Commémoration du 75e anniversaire du soulèvement du ghetto de Varsovie

Jeudi 19 avril 2018 notre école était constellée de touches de couleur jaune. De très nombreuses personnes portaient à la boutonnière des petites fleurs jaunes en papier symbolisant la mémoire des combattants du ghetto de Varsovie. Les élèves de 4e ont distribué ces jonquilles à leurs camarades en leur expliquant ce qui s’était passé il y a 75 ans.

Cette journée était le point d’orgue d’une action éducative à laquelle ont pris part beaucoup d’élèves et d’enseignants de l’établissement. Deux semaines durant des élèves volontaires ont préparé des centaines de jonquilles. Au CDI, une exposition a présenté quelques-uns des ouvrages documentaires et de fiction les plus importants sur l’histoire du ghetto de Varsovie.

Dariusz Stola, directeur du Musée de l’Histoire des Juifs polonais Polin a remercié le Lycée français de Varsovie pour sa participation à l’opération « Jonquille » qui a connu cette année un très grand succès dans toute la Pologne.

Nous tenons, à notre tour, à remercier l’ensemble de la communauté scolaire qui s’est mobilisée autour de cet événement.

« Je suis très heureuse d’avoir participé à cette action car elle nous enseigne la tolérance et le travail d’équipe. Cela montre que nous avons de la mémoire. » (Gabriela)

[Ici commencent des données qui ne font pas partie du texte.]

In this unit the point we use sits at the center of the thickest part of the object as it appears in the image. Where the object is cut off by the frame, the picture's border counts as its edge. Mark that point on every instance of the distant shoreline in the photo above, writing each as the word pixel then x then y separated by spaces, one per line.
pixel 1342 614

« C’était agréable de donner des jonquilles à l’école. À chaque fois que quelqu’un prenait notre jonquille, cela faisait chaud au cœur. Je me souviendrai de cette journée à coup sûr. C’est bien de montrer que nous nous souvenons du passé et que notre école est vraiment multiculturelle. » (Laura)

« Cette action m’a appris beaucoup de choses positives. Nous avons tous travaillé ensemble et notre travail a été couronné de succès. Il faut se souvenir du passé et de ceux qui ont souffert. » (Seweryn)

« En conclusion, je pense que la campagne “Jonquille” est un excellent moyen d’unir l’école. Avec cette action, j’ai compris qu’en travaillant ensemble, nous gagnons plus. L’année prochaine nous devrions continuer cette campagne pour que personne n’oublie. » (Weronika)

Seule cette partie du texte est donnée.